Enise Agel’s second collection, Have You Seen the Ocean in Your Eyes?, is definitely worth exploring, especially for ardent readers of lyrical poetry. Though glimmering with the biographical, the concrete narrative threads of the collection are second to Angel’s ability to craft poems that prioritize thoughtful treatment of subjects such as time, love, pain, and searching. With a special affection for walking and movement throughout the collection, Agel leads the reader to and along various literal and metaphorical pathways, though only occasionally in ways that invite the reader to appreciate reflective possibilities of the journey.
Agel is an accomplished writer of the short lyric.

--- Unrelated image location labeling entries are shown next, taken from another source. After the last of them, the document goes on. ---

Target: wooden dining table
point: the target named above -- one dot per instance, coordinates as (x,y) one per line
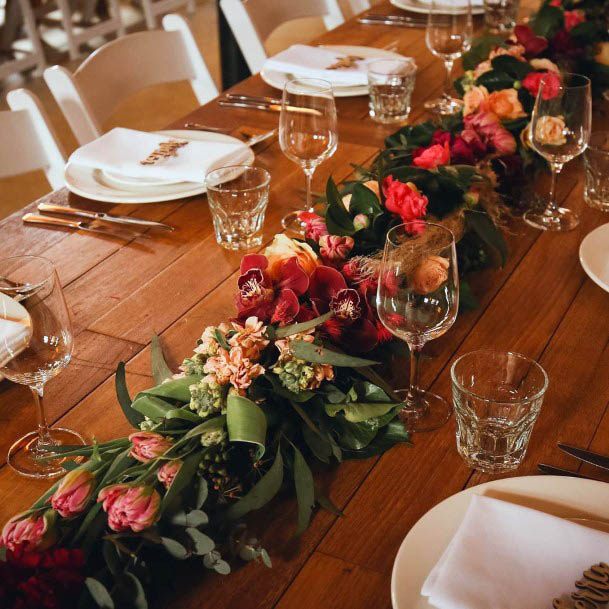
(120,292)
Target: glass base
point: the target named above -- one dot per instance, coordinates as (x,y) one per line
(24,455)
(433,413)
(560,219)
(290,222)
(444,106)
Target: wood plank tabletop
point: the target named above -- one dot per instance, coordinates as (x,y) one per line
(120,292)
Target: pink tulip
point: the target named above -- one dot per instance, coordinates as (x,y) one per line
(73,493)
(168,472)
(130,507)
(148,445)
(33,532)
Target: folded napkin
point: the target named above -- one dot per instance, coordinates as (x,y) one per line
(313,62)
(15,329)
(505,556)
(122,150)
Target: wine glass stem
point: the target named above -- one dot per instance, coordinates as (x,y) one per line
(448,63)
(43,427)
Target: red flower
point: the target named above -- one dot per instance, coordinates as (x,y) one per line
(350,325)
(532,81)
(533,45)
(404,199)
(259,296)
(432,156)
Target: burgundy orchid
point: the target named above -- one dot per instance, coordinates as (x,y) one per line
(259,296)
(350,324)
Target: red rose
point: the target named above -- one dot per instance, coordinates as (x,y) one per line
(404,199)
(431,157)
(532,82)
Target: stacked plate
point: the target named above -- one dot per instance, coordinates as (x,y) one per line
(109,187)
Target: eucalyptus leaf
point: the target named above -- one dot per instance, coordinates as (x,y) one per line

The poet’s emotional and intellectual gestures throughout the collection demonstrate an impressive experimental energy fueled by careful study of and relationship with the genre. In poems like “The End of the World,” Agel exercises playful skill with the construction of formal patterns which unfold and build ideas out of temporality and space. In “Promise,” the lyric hums with an exigence for writing in the face of the brevity of human life. These poems are exciting and fresh, challenging syntax and grammar (especially around verb tenses) in ways that denote Agel’s unique voice. And if taken as a project in the extended experiment of pushing the lyric to its most captivating potential, Have You Seen the Ocean in Your Eyes? succeeds admirably.
The memory poems in this collection, especially those that catalogue the observations made on specific walks taken during the speaker’s travels abroad, are often not as strong as other poems in the collection. Accounts of moving through specific cities and landmarks—London, the Colosseum, paths outside of towns, etc.—are rich in their imagery. But the poems are variable in their reflection upon these locations, only occasionally inviting the reader into the poet’s ideas and specific impressions about place. Agel is a poet certainly capable of constructing such depth of insight, and the reader is left wanting more from her anecdotes and observations.
It is undeniable that Enise Agel is a poet of considerable talent and that her poetic skills are powerfully on display in this collection. The complexity and diversity of Agel’s work encourage the reader to continue following this poet’s literary career. There is tremendous promise in the pieces. But perhaps a more selective version of this manuscript (a chapbook emphasizing the short lyrics, perhaps) might have made for a more impressive showing.